To elaborate on point 3 above, the entire point of the x! syntax is to be concise and to support chaining of expressions like x!.foo(). Including an error string defeats the rationale for having a terse operator: the proposed !! operator isn't really useful except at the top level expression. Chaining with it would require parens, and the logic would be pushed to the right of the string. Given that, something like this: let x = x.forceUnwrap("reason here") seems to achieve the same goal, allows reasonable chaining, is more clear, and is still less verbose than the thing you're trying to fix above.

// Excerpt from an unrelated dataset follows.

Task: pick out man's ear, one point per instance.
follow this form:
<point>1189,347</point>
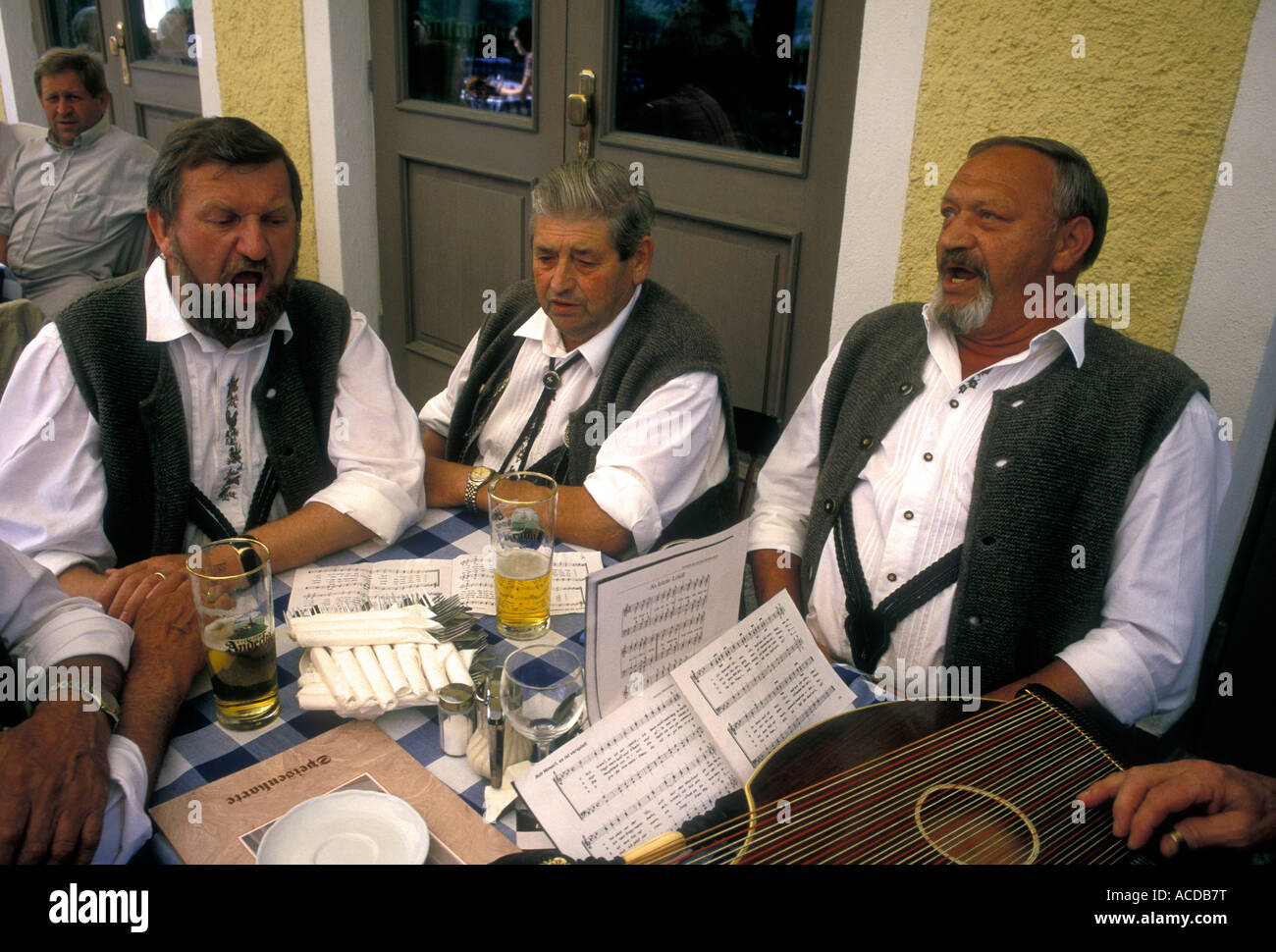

To reiterate my position on the original post, the proposal as written seems odd in that it is a partial solution to sugar an operator that many style guides say not to use - and those style guides don't generally say "write guard + fatal error" AFAIK, they say to use x? or ?? or other existing mechanisms. IMO, the introduction of new operators should have a very very high bar, because they directly add "language complexity" that every Swift programmer will be expected to memorize. If this were important to address, it seems that adding a method would be a better way to go for clarity of code, and to avoid putting additional language weight into something we don't really want to encourage use of.

-Chris


(Dave DeLong) #163

I can't speak for the others, but in my code, I use ?! to indicate something that is "more dangerous than ??, but more recoverable than !!"

They go (in terms of recoverability) from:

?? → no recoverability issues. no crashing. no errors. Use the left if possible, otherwise use the right.

?! → some recoverability issues. no crashing, but throws an error defined by the right if the left is nil:

public func ?!<T>(value: T?, error: @autoclosure () -> Error) throws -> T {
    if let value = value { return value }
    throw error()
}

Usage example:

public extension JSON {
    
    public func value<T: JSONInitializable>(for key: String, path: String? = nil) throws -> T {
        let o = try self.object ?! JSONError.wrongKind(self, expected: .object)
        ... use o as a strongly typed JSON object value
    }
}

!! → never recoverable. crashes. uses the right to explain why the left failed.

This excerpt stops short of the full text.